Volunteer Helps Transform Children Into Readers

Peace Corps Response Volunteer Gloria Reichmann (left) organizes books and supplies with a local staff member at a USAID Learnin
Peace Corps Response Volunteer Gloria Reichmann (left) organizes books and supplies with a local staff member at a USAID Learning Resource Center in Gbarnga, Liberia
USAID/Nena Terrell
In Liberia, USAID Learning Resource Centers and an African Story Collection Revive the Joy of Reading
“One person can make a big difference in a small amount of time.” --Peace Corps volunteer Gloria Reichmann, who assisted USAID Learning Resource Centers in Liberia.

With a wide grin, twinkling eyes, and no-nonsense nature of a retired school teacher, Peace Corps Response Volunteer Gloria Reichmann welcomes students into the USAID Learning Resource Center in Bong County, Liberia. She points out story books and explains the new “Reading Lion’s Club”- read 10 books and receive a pencil, candy, and your name recorded on the reading room wall.

Excitement erupts when children see a collection of Macmillan- Africa stories about children like themselves. A favorite - The Big Bad Snake - tells the story of Yaw, a boy who saved his small village by outsmarting the largest and meanest snake in the forest.

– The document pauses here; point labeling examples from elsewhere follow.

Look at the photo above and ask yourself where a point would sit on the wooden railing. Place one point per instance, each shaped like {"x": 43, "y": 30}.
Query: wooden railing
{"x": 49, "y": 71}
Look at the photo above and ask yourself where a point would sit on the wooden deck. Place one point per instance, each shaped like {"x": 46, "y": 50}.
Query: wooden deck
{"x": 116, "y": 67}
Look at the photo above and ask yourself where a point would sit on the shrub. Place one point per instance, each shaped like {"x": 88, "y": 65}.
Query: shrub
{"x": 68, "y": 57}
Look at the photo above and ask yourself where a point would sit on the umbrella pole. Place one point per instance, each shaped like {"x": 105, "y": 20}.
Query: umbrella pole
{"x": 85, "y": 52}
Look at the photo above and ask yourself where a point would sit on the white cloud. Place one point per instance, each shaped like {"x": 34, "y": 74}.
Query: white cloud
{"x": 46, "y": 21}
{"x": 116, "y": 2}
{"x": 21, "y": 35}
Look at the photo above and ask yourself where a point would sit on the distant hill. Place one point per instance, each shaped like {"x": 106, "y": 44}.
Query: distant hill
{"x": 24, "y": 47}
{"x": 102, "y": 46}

Reichmann reads a story, then asks the children to read it. Studies show that when teachers read aloud student performance increases by 10 correct words per minute. A USAID-sponsored early grade reading assessment found students in grade two are reading only 18 correct words per minute - in the United States, second grade students reading less than 70 words per minute are considered at severe risk. In Liberia, where adult literacy is 52%, many schools rely on volunteer or poorly-trained teachers with limited reading skills.

The ability to read determines a student’s ability to learn and advance in life, but school books are a precious commodity in Liberia. Most teachers write passages from the one textbook they possess or a book they have borrowed onto a blackboard, and the children learn by copying it into their notebooks.

Six Learning Resource Centers were established under a USAID accelerated learning program, which allows those with disrupted schooling due to 14 years of war to complete six years of elementary school in three. Reichmann was assigned to Liberia as a librarian to work with local staff at the USAID learning centers to organize and catalog books, direct carpenters to assemble bookshelves, create comfortable reading spaces, and bundle books for delivery to rural schools.

Piles of books had overwhelmed the capacity of the staff who had never developed programs to promote reading. Reichmann’s passion and professional expertise demonstrate that libraries can be more than book repositories - they can serve communities.